Oltre alla durata, è importante anche la natura dello stress che può essere di tipo positivo, “eustress” o negativo, “distress”. L’eustress rappresenta un livello ideale di stimolazione a cui l’individuo riesce ad adattarsi e a farvi fronte, solitamente di breve durata; il distress si ha quando l’organismo, a seguito di una stimolazione troppo alta o insufficiente rimane attivo anche in assenza di condizioni che producono stress.
Gli eventi che possono essere vissuti come stressanti possono essere rappresentati da: accadimenti della vita sia piacevoli che spiacevoli (ad es. conseguimento del diploma/laurea, inizio di un nuovo lavoro, matrimonio, nascita di un figlio, morte di una persona cara, separazione/divorzio, pensionamento, trasferimento, …); cause fisiche (ad es. esposizione a freddo o caldo intenso, consumo eccessivo di fumo o di alcol, limitazioni nei propri movimenti); fattori ambientali (abitazione precaria, ambiente rumoroso o inquinato, …); malattie organiche (sia nella fase di diagnosi sia nella fase di trattamento); cataclismi (improvvisi sconvolgimenti dovuti a cause naturali, sconvolgimenti a livello politico o sociale, …).

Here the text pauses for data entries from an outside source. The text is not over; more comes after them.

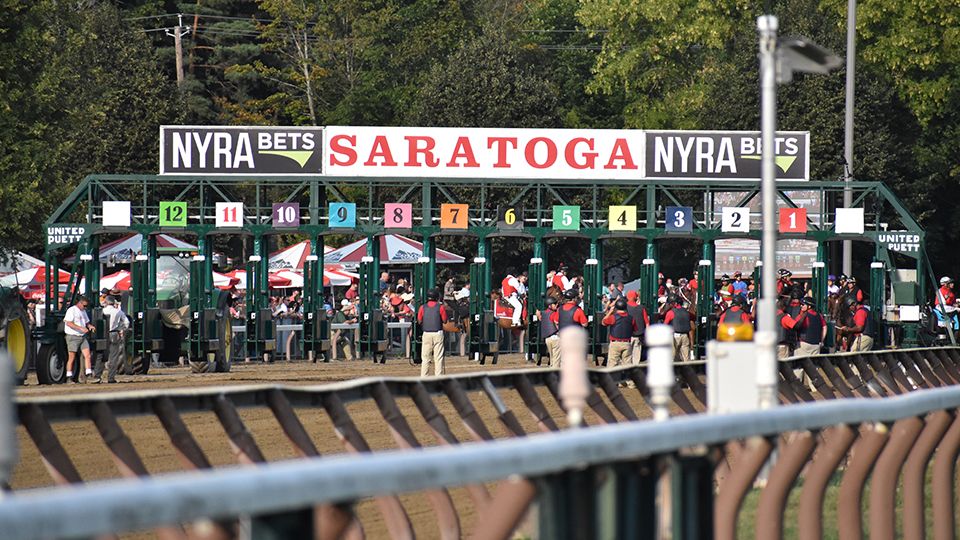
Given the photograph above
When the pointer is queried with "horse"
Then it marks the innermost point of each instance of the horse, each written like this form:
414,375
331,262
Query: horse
459,319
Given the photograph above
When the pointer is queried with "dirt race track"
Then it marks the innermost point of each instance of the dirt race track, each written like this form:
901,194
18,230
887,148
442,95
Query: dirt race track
94,461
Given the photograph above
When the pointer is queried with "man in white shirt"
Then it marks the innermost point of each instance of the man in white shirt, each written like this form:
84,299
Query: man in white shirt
511,288
117,325
76,327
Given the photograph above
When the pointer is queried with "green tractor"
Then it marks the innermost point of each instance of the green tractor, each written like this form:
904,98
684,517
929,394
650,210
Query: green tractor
15,335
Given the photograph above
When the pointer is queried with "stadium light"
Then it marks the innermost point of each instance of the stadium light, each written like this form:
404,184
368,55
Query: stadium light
778,62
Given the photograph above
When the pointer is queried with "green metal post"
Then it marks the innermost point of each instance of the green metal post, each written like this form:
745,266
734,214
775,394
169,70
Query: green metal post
820,292
430,253
705,285
151,252
651,268
818,284
877,304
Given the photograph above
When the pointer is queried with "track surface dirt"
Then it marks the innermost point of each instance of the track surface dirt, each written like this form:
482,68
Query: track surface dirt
94,461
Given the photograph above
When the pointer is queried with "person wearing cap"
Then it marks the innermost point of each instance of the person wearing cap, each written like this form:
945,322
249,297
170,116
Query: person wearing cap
642,318
735,314
811,329
852,293
832,287
739,286
621,329
562,280
786,337
511,287
945,294
344,338
549,331
723,291
570,312
860,336
117,325
784,282
431,317
681,320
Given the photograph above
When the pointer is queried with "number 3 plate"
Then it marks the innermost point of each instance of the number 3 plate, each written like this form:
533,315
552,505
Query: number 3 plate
679,219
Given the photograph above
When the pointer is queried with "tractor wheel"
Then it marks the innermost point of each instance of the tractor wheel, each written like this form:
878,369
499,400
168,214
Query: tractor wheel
139,364
19,346
52,364
200,366
223,357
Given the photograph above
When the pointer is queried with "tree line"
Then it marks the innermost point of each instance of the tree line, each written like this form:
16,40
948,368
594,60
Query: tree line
84,84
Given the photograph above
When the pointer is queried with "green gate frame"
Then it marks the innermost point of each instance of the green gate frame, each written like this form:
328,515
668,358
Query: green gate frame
883,211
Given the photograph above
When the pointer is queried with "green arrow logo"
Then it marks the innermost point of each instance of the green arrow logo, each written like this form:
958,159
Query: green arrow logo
300,156
784,162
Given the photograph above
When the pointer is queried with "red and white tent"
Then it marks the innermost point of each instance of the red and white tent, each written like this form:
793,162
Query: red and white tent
394,249
293,257
32,278
122,281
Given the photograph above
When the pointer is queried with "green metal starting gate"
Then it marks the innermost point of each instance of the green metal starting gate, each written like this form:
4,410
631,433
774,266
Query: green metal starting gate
532,200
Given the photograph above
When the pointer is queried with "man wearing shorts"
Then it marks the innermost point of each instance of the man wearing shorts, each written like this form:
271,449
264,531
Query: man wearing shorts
76,327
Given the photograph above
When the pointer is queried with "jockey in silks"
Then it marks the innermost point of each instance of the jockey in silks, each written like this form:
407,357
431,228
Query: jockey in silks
512,287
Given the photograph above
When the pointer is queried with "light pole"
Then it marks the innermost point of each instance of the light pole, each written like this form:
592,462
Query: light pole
778,61
848,125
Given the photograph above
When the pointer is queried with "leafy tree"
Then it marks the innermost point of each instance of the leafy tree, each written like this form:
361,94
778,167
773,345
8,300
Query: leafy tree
79,94
489,82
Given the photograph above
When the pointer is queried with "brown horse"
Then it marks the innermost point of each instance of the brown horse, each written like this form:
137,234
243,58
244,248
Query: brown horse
459,320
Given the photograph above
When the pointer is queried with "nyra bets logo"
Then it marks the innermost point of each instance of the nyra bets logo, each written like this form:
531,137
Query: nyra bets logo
241,150
723,155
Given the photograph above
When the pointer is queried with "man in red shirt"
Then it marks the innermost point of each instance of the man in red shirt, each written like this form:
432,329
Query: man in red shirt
861,334
735,313
621,329
945,294
569,313
785,334
642,318
431,317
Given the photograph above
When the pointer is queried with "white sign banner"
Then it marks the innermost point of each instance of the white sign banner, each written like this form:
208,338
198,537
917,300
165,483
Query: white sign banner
483,152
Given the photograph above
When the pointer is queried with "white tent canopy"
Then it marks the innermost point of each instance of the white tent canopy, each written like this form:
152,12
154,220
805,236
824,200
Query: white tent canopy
17,261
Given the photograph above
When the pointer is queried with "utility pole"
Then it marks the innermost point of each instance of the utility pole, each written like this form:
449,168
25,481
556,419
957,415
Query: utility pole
177,33
848,125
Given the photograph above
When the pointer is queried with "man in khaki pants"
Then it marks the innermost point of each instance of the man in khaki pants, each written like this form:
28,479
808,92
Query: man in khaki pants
861,333
549,331
621,328
431,317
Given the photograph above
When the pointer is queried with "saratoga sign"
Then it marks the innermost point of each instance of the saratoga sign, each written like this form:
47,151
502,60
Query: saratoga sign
417,152
558,153
483,152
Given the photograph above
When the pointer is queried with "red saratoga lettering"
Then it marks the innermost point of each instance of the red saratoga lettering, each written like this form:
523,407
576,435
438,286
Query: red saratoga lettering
569,153
620,152
501,144
463,150
347,151
380,149
414,148
530,148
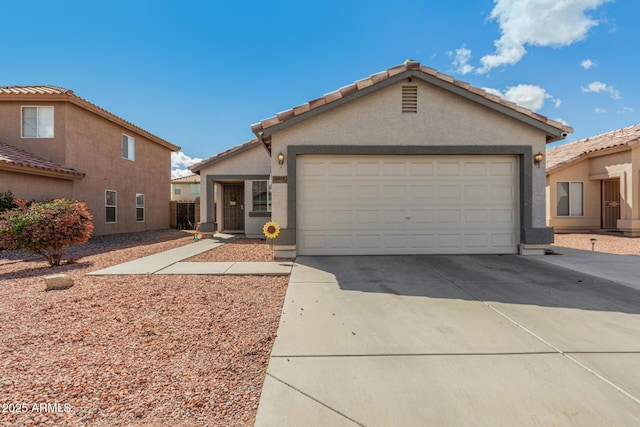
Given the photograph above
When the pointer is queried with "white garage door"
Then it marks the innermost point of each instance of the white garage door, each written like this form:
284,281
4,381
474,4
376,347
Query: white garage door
367,205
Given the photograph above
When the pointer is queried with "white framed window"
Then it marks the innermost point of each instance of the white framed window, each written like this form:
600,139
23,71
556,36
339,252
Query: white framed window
139,207
111,205
37,122
569,199
128,147
261,196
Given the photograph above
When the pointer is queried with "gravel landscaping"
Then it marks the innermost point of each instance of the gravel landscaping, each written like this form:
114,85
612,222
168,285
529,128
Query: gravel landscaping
608,243
134,350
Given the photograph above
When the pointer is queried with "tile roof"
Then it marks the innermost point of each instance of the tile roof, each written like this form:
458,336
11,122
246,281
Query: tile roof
186,179
53,93
414,69
566,154
13,158
221,156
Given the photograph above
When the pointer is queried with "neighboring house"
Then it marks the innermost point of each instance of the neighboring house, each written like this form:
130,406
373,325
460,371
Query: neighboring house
238,190
406,161
185,189
594,183
54,144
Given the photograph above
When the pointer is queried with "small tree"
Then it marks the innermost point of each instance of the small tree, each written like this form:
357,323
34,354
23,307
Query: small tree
47,228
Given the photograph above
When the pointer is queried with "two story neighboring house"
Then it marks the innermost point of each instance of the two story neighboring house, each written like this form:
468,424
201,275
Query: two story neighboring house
54,144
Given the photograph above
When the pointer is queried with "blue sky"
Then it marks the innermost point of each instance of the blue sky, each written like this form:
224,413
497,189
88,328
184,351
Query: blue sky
199,73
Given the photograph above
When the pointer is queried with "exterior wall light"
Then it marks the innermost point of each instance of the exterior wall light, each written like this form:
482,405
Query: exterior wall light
537,159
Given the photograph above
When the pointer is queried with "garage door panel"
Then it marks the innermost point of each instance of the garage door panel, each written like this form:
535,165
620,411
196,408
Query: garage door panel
406,204
420,168
475,169
448,168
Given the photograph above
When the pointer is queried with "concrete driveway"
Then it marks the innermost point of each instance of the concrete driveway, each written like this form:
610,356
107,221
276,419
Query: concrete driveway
452,340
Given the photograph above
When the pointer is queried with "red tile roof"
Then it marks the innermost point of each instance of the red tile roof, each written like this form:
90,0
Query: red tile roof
12,158
221,156
416,69
53,93
572,152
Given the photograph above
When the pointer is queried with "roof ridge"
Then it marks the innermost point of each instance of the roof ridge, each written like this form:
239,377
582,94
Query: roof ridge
373,79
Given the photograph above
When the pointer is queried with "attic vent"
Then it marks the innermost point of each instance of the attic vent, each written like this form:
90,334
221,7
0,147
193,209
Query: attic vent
409,99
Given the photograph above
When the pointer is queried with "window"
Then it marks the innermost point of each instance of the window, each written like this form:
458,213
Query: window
261,192
139,207
128,147
569,199
110,204
37,122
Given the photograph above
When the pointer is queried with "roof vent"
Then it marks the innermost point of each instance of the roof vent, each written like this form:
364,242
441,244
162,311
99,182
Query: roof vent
410,99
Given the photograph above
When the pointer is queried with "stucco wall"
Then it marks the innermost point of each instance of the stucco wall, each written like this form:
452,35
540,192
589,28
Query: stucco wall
52,149
443,119
591,219
623,165
93,145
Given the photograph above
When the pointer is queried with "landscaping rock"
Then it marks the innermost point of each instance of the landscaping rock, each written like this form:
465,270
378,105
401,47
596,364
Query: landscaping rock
57,282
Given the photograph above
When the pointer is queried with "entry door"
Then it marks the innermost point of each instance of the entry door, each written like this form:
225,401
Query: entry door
233,210
610,203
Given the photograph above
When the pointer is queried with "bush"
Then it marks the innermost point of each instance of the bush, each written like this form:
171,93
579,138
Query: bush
47,228
6,201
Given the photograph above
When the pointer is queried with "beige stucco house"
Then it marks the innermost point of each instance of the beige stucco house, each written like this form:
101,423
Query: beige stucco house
594,183
54,144
406,161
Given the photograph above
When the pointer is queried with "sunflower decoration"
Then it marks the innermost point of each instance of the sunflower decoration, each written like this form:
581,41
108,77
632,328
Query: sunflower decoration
271,230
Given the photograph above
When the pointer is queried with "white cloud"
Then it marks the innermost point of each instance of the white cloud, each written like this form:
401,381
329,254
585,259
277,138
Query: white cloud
529,96
179,164
179,173
461,59
542,23
587,63
179,159
599,87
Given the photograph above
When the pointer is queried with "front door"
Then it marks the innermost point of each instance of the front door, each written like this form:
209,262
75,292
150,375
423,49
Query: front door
233,210
610,203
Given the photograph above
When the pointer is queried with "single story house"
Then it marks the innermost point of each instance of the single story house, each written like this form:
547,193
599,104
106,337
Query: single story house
594,183
55,144
406,161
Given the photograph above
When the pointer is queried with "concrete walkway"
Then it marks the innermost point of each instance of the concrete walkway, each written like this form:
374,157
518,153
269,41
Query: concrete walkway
169,262
453,341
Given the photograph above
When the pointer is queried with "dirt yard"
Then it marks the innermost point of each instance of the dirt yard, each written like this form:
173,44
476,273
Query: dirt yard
135,350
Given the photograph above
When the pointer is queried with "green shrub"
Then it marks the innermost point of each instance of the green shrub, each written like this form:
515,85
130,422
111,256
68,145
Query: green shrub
6,201
47,228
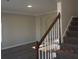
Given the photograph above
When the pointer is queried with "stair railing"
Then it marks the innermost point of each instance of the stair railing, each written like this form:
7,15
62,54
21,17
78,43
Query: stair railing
50,42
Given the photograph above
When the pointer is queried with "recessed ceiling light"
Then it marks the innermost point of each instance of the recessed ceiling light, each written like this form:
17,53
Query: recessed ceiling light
29,6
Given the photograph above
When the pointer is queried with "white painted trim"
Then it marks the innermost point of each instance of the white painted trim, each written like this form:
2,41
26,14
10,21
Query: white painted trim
68,25
17,45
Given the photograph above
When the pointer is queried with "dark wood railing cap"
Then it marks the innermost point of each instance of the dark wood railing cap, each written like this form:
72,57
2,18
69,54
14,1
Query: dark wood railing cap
42,39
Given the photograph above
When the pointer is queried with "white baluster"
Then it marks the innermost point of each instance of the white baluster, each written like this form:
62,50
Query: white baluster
48,45
42,51
45,46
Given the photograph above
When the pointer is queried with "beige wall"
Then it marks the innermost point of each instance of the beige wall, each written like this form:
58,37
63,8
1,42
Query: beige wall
69,9
17,30
43,23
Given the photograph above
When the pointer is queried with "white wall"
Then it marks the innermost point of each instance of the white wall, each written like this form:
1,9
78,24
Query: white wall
69,9
17,30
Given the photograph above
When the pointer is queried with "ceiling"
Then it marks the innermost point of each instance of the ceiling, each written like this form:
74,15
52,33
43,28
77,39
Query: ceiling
20,6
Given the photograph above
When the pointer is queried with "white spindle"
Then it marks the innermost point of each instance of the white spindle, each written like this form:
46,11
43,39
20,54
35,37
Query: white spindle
45,47
48,45
42,51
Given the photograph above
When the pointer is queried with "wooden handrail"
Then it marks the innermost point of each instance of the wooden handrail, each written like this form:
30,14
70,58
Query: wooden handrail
42,39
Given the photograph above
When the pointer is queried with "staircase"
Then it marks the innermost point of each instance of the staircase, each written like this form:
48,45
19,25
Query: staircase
50,46
69,48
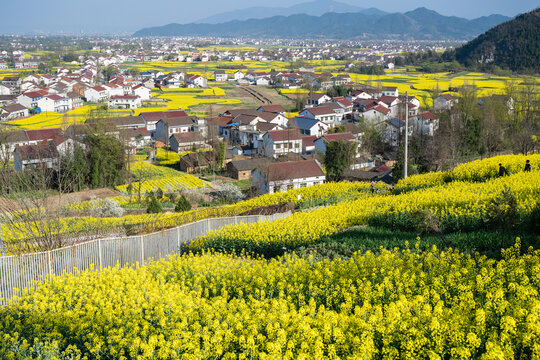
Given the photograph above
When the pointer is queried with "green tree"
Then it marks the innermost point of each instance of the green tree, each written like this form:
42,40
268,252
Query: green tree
399,166
107,161
220,155
338,158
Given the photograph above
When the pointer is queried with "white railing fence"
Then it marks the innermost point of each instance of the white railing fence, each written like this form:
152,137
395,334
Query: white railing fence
21,271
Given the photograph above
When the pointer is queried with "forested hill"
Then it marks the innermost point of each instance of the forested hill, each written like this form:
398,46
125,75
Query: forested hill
417,24
513,45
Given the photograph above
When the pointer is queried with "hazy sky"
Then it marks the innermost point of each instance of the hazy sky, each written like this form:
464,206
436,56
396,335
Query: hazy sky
126,16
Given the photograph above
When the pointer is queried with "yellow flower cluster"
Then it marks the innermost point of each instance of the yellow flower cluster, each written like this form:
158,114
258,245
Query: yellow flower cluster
457,205
406,305
478,170
176,183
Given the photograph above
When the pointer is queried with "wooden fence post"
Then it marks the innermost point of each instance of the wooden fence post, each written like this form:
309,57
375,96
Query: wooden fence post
142,249
99,254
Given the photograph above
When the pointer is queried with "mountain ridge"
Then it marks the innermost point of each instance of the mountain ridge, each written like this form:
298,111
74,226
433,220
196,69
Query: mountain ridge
510,45
421,24
314,8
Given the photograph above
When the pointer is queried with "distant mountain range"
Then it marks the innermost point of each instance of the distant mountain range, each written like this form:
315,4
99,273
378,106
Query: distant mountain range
513,45
314,8
420,24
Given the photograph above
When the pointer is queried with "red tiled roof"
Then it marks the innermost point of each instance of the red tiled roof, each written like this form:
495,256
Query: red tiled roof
272,108
43,134
54,97
382,109
343,101
294,170
382,168
285,135
180,121
387,99
347,136
308,140
35,94
321,110
428,115
124,97
158,115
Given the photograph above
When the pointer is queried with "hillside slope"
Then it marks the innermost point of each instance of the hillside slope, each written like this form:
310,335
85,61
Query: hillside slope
513,45
417,24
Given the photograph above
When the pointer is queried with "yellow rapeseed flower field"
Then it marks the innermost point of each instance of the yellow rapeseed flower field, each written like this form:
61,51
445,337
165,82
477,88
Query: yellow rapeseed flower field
398,304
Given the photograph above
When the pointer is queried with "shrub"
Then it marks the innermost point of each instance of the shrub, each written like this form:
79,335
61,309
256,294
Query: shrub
182,205
106,208
154,207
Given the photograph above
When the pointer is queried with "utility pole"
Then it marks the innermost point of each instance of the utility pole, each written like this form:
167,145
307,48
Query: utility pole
2,245
406,134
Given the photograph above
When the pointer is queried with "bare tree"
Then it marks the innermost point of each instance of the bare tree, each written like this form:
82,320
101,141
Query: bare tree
32,217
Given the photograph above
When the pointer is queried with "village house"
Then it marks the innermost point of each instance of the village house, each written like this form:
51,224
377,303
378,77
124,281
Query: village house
143,92
238,75
220,76
341,80
196,161
309,127
167,127
12,112
375,114
7,100
392,103
425,124
54,103
135,138
124,102
390,91
5,90
10,140
317,99
12,81
197,81
308,144
75,100
320,143
152,117
96,94
188,141
324,114
281,142
283,176
43,155
30,99
444,102
274,118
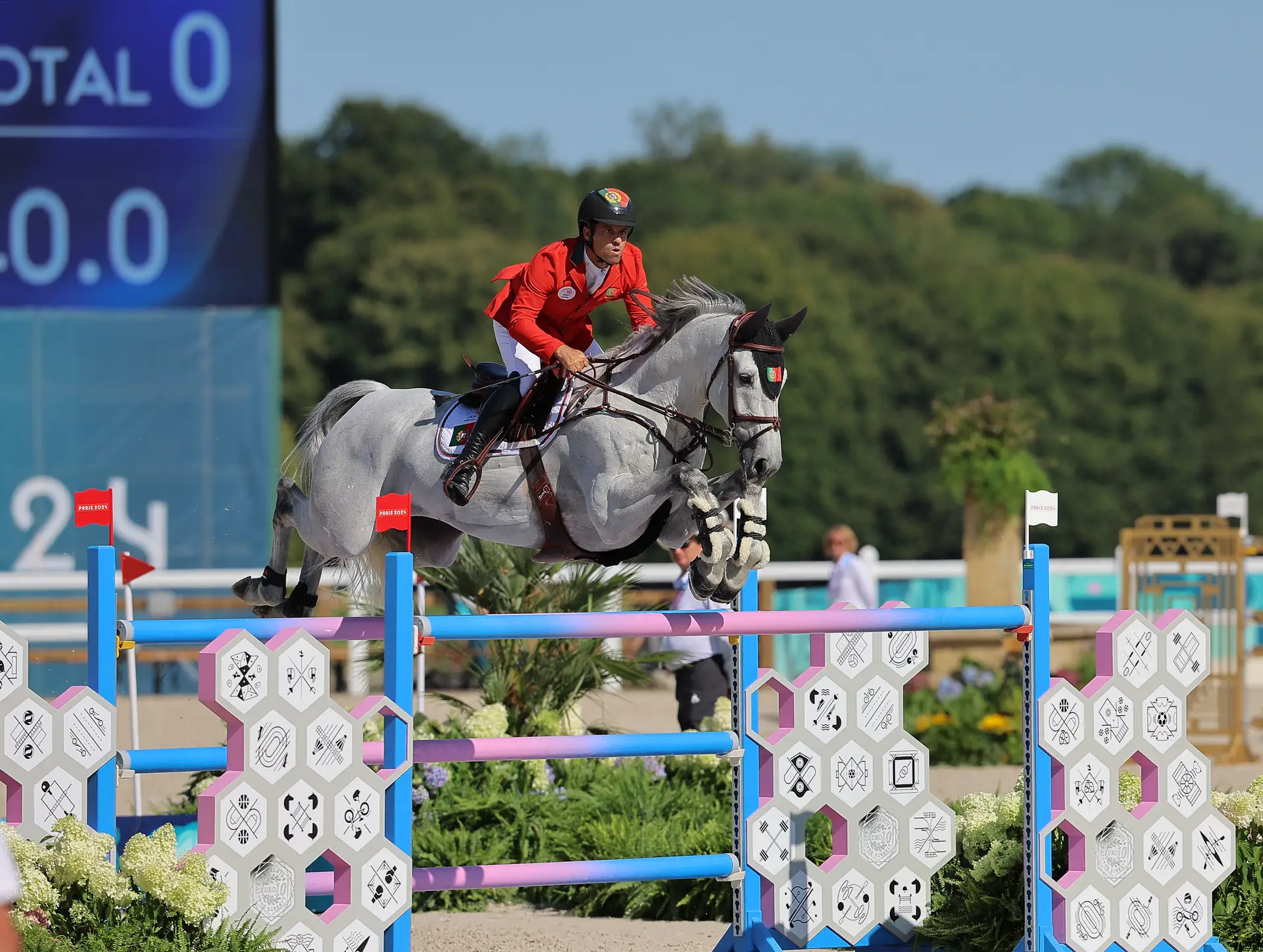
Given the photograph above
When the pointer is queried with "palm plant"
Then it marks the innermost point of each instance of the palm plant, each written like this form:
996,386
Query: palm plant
987,464
537,681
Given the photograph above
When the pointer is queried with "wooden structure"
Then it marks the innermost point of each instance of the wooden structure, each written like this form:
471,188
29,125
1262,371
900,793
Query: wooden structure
1198,562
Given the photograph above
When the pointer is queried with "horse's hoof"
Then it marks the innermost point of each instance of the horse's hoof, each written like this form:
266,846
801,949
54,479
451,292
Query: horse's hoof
253,591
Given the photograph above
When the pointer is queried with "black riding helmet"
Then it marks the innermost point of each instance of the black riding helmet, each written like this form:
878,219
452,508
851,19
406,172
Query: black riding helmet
608,206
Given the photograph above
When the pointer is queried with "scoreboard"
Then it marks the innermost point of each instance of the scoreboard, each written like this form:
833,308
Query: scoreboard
139,330
136,153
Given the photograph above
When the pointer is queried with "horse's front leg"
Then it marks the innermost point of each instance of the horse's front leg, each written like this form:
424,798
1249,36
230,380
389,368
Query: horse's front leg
681,526
632,499
752,546
706,572
728,488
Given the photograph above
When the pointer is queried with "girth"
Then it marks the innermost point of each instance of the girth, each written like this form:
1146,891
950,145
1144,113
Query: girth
558,546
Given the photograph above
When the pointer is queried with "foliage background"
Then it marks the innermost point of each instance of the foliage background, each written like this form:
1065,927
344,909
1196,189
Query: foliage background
1124,301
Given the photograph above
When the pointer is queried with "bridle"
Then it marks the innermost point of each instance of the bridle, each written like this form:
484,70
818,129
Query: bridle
733,346
699,430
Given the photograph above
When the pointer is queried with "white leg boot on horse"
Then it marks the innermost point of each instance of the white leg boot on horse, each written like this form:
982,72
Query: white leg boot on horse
624,459
752,547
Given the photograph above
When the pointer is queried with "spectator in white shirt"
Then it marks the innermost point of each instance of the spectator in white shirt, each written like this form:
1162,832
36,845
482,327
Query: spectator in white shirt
11,890
703,664
852,580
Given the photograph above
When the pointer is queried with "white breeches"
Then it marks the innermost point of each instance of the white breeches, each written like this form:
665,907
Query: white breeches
520,360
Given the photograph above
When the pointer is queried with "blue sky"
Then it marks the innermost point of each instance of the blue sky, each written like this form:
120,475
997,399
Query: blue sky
937,93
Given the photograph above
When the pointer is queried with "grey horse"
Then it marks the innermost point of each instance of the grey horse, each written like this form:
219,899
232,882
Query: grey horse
616,482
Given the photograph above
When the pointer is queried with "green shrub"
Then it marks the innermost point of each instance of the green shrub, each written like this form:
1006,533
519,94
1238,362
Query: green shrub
974,718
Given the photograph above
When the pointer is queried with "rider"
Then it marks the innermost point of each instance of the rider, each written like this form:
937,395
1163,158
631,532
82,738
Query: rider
542,316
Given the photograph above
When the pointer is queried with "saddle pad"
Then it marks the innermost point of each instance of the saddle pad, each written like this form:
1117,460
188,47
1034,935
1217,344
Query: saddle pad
458,421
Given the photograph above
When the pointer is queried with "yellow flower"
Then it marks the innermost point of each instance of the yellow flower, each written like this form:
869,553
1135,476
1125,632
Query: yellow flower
998,724
926,721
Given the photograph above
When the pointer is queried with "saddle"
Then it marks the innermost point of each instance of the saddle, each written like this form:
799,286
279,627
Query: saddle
533,412
530,422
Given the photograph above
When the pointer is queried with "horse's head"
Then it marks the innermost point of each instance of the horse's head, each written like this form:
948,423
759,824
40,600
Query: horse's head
745,389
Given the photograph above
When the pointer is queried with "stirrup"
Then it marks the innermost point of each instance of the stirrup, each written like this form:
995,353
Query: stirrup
457,468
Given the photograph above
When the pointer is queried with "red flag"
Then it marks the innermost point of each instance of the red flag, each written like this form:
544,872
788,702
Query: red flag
95,507
133,568
395,512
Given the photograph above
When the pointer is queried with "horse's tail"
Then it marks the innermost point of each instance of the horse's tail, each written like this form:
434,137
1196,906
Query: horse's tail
335,405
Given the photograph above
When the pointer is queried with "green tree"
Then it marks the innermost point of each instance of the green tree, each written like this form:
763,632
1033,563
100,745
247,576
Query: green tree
537,681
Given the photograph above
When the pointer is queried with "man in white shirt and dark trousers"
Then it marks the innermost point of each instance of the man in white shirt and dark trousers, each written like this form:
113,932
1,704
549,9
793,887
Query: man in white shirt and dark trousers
852,580
703,666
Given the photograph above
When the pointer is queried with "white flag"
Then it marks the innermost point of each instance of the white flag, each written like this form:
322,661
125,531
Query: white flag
1041,508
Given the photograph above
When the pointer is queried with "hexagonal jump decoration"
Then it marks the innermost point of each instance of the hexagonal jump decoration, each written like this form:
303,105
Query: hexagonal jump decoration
1152,869
49,749
297,788
840,749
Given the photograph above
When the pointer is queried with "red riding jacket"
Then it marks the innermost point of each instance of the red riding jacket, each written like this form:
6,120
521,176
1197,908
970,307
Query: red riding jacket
546,302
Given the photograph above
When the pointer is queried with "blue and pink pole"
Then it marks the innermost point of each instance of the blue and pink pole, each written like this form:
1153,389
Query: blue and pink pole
595,624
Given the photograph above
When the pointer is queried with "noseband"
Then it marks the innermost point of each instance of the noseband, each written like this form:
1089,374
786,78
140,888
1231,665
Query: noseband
733,416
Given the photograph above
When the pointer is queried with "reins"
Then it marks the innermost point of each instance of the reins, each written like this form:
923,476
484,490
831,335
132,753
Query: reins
699,430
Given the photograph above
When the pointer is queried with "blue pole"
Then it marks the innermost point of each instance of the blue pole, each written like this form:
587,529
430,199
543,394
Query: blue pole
600,624
176,761
399,628
101,676
747,772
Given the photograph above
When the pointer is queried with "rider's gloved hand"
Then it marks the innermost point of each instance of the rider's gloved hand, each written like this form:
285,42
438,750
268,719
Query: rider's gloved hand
572,360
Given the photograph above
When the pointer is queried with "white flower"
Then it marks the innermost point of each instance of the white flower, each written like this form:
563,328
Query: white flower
1242,809
491,721
184,886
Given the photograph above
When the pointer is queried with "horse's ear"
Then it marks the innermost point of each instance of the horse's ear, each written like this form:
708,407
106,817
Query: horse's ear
751,326
789,325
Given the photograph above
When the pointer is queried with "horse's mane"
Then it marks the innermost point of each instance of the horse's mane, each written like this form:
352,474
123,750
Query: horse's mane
686,299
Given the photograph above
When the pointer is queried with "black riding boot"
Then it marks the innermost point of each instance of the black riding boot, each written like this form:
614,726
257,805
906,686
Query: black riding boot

Lo stress e i suoi sintomi
I sintomi che possiamo percepire nel momento in cui viviamo una situazione stressante sono molteplici; i più frequenti si possono ricondurre a quattro aree (a titolo esemplificativo, dato che esiste una forte variabilità individuale):
– sintomi a livello fisico: ad es. mal di testa, mal di schiena, difficoltà di digestione, dolore allo stomaco, tensione muscolare (a livello cervicale, delle spalle, lombare, …), tachicardia, sudorazione delle mani, agitazione, disturbi del sonno, stanchezza, mancanza di energia, capogiri, perdita di appetito, problemi sessuali, percezione di suoni fastidiosi, …;
– sintomi a livello comportamentale: ad es. alimentazione compulsiva o ridotta, aumento del consumo di alcolici, fumare maggiormente, modalità relazionale più critica verso gli altri, difficoltà a portare a termine i compiti, piangere frequentemente, isolarsi, …;
– sintomi a livello emotivo: ad es. rabbia, nervosismo, ansia, tristezza, senso di infelicità, senso di impotenza, senso di colpa, …;
– sintomi a livello cognitivo: ad es. difficoltà a pensare in maniera chiara, difficoltà al livello di presa di decisione, frequente distrazione, difficoltà di concentrazione, difficoltà di memoria, mancanza di creatività, perdita di motivazione, autocritica, …
Le persone hanno un ruolo attivo nella percezione e gestione degli eventi stressanti: il modo in cui esse valutano tali eventi e analizzano cognitivamente le proprie capacità/risorse di gestione influenza gli effetti soggettivi dello stress sia nell’immediato sia a lungo termine.
Bibliografia:
Cooper, C. L., Payne, R. (Eds.). (1991). Personality and stress: individual differences in the stress process. Chichester: John Wiley.
French, J. R. P. JR, Kahn, R.L. (1962). A programmatic approach to studying the industrial environment and mental health. Journal of Social Issues, 18, 1-47.
Karasek, R. (1979). Job demands, job decision latitude and mental strain: implications for job redesign. Administrative Science Quarterly, 24, 285-306.
Lazarus, R. S. (1966). Psychological stress and the coping process. New York: MacGraw Hill.
Lazarus, R. S. (1999). Stress and emotion: a new synthesis. New York: Springer.
Selye, H. (1976). Stress in health and disease. Butterworth’s, reading, Massachusetts.